A brief survey of Latin American drama cannot do justice to the more than five-hundred-year history of such a vast body of work, even if a skeptic might make short shrift of much of the dramatic literature of Latin America. From the Southern Cone to the Latino communities of North America, from the earliest mystery plays used by the Spaniards to convert and assimilate the indigenous peoples to the drawing-room comedies that have plagued serious critics and enthralled huge audiences throughout the past century, from the derivative experimentalism of arcane ensembles to the educational and agitprop methods of hundreds of revolutionary groups—all have made an impressive mark on theatrical performance.
Because of the historical importance of unscripted work (such as pre-Columbian religious rituals, colonial pageants, and “folk” theater) and of unpublished works of which only the gist and impact have been recorded, many recent scholars of Latin American theater study more than just texts that have been preserved as dramatic scripts and take into account a great deal of anthropological and even archaeological evidence to describe this complex and multifaceted history.
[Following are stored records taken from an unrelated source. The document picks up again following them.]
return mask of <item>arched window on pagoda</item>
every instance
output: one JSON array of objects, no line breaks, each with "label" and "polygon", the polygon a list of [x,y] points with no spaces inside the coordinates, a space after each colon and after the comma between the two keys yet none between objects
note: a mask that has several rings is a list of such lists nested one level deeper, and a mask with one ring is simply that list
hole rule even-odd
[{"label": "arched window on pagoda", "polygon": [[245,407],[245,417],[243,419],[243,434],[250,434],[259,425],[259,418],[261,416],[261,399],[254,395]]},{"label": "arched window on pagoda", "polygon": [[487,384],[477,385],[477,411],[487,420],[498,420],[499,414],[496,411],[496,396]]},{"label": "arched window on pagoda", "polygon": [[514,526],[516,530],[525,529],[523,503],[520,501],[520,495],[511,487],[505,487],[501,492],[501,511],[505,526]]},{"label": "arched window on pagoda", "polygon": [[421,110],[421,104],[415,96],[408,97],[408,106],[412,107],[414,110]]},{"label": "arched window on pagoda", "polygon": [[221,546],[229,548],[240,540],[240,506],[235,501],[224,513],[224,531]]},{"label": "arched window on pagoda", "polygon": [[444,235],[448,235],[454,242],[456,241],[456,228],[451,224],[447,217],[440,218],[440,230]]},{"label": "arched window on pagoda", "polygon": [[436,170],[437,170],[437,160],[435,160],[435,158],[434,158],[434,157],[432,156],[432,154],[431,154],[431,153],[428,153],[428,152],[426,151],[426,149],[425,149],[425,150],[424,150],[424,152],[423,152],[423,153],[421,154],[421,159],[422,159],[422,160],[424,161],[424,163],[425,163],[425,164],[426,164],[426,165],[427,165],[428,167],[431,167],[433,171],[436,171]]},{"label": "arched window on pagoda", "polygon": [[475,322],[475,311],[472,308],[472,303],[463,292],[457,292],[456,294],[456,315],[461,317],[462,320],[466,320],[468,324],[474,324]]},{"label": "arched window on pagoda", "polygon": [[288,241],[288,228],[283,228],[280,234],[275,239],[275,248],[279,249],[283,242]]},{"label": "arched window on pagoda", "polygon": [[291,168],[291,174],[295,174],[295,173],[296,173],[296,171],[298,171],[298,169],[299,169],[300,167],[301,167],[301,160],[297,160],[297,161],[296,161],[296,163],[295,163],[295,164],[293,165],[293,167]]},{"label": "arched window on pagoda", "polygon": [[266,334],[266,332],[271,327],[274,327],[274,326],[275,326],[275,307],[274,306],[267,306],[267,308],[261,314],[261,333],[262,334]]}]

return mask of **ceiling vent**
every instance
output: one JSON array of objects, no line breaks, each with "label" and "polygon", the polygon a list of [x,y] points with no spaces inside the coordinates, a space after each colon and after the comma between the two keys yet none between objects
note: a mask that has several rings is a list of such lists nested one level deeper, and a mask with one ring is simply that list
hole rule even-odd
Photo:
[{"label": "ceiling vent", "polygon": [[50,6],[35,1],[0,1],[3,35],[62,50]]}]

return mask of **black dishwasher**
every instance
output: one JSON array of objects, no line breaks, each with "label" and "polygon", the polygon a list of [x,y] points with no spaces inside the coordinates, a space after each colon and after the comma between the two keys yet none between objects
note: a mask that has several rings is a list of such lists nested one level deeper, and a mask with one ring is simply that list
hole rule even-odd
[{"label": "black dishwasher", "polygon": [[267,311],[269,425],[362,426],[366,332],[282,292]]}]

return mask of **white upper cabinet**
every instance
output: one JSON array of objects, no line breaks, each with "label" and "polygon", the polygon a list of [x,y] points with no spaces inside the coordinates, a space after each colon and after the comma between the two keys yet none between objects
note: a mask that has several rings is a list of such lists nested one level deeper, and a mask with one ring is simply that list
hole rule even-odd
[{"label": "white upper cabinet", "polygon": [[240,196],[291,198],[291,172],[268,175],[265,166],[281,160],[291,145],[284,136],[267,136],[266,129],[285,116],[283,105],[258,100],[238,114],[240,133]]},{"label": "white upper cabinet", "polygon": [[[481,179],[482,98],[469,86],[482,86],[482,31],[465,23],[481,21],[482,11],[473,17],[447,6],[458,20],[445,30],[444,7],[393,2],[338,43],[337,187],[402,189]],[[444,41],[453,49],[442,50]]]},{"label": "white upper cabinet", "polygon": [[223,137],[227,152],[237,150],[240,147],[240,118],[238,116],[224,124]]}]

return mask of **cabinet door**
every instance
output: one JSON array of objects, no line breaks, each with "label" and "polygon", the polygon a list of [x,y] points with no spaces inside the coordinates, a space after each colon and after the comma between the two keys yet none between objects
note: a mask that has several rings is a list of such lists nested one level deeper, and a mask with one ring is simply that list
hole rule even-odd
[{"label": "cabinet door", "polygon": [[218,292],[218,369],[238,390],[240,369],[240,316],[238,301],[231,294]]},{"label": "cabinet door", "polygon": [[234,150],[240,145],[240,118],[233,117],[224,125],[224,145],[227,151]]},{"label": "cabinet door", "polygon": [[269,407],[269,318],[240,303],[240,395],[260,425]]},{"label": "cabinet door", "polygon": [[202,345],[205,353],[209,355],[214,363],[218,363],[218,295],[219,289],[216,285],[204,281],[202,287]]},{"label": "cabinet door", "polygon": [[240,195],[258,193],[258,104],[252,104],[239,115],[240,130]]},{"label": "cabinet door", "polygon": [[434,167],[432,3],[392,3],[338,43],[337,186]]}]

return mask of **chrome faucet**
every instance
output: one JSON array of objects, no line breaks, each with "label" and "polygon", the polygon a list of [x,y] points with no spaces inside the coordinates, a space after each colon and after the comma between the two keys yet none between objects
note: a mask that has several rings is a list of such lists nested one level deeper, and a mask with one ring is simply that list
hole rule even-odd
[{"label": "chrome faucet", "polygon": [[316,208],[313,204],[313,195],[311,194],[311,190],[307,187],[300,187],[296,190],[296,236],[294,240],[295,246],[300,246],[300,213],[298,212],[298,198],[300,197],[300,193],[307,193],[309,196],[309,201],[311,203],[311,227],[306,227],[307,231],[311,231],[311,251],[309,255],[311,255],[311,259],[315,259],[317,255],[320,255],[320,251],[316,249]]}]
Despite the undeniable importance of factual compilations, one must recognize the difficulty of summarizing trends and quoting names and examples too selectively, to the exclusion of many, and it is this challenge that is undertaken in this limited essay.
This summary includes only the theater of Spanish-speaking countries in the Americas, to the exclusion of Brazil and of the French- or English-speaking areas of the continent that are now considered part of Latin America. The Hispanic theater of the United States, however, is included, as a part of the historical continuum of the same linguistic and cultural area.